The ongoing hypocrisy comes into sharp focus when we must endure the selective piety progressives employ regarding so-called Sanctuary campuses for illegal immigrants and the whole LGBTQ imbroglio. According to a recent Inside Higher Ed piece advocating limited cooperation with federal immigration officials, the University of Illinois at Urbana-Champaign and Oberlin College in Ohio, to name two, sought administration guarantees to preclude release of student immigration status to federal officials. Jessica Vaughan, an executive at the Center for Immigration Studies—a group seeking limits on immigration—cut through the noise this way: “…universities…get a lot of money from the federal government, and if they are obstructing federal law, then they should not have access to federal funding potentially.”
In a Huffington Post piece, the writer piously outs schools like George Fox University for seeking waivers to Title IX so that they may deal with matters like sexual orientation and marriage in ways they religiously choose. The writer states, unequivocally, “With federal funding come federal laws,” and elsewhere, “But receiving federal funding implies a responsibility to meet federal laws.”
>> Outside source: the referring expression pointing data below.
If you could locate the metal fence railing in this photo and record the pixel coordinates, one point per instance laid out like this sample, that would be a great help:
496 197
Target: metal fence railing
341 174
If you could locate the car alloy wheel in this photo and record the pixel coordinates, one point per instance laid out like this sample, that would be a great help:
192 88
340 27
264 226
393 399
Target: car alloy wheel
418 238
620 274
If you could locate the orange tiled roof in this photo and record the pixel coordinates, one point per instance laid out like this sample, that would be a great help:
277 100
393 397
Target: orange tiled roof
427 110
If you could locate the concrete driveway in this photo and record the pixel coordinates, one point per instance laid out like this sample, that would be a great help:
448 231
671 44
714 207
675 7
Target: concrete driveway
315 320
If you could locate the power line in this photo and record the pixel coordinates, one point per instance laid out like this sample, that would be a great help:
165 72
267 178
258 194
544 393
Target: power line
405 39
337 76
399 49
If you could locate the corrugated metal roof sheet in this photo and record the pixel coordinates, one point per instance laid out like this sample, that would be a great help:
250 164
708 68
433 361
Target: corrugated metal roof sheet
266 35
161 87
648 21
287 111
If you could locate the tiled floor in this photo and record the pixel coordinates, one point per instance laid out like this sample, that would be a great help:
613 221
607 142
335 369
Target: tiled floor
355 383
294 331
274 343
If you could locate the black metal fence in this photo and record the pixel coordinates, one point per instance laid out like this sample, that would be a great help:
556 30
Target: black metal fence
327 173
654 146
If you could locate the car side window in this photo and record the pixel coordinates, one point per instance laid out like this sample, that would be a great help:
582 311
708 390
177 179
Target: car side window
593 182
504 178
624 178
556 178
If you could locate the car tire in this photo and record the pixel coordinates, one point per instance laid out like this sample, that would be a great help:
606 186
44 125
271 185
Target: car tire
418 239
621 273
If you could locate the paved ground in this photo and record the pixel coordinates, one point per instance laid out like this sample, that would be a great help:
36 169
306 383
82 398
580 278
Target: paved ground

A recent Trump tweet wondered whether schools not protecting students’ freedoms should receive federal funding. Indeed, funding fascism can never have been an intended use of American taxpayer dollars. The swamp, everyone should understand, is not just about corporate interests and lobbyists amok; it is also about bureaucrats and rules that hamstring the constitutional guarantees to all our people.
Slashing federal grant dollars for schools that allow fascistic faculty and students to trammel the rights of others will be met with noisy resistance, no doubt. But in memory of those who gave all to ensure the Constitution’s birth, and for those women and men in uniform who serve us now, can we not let them use their benefits at schools they choose where freedom still rings?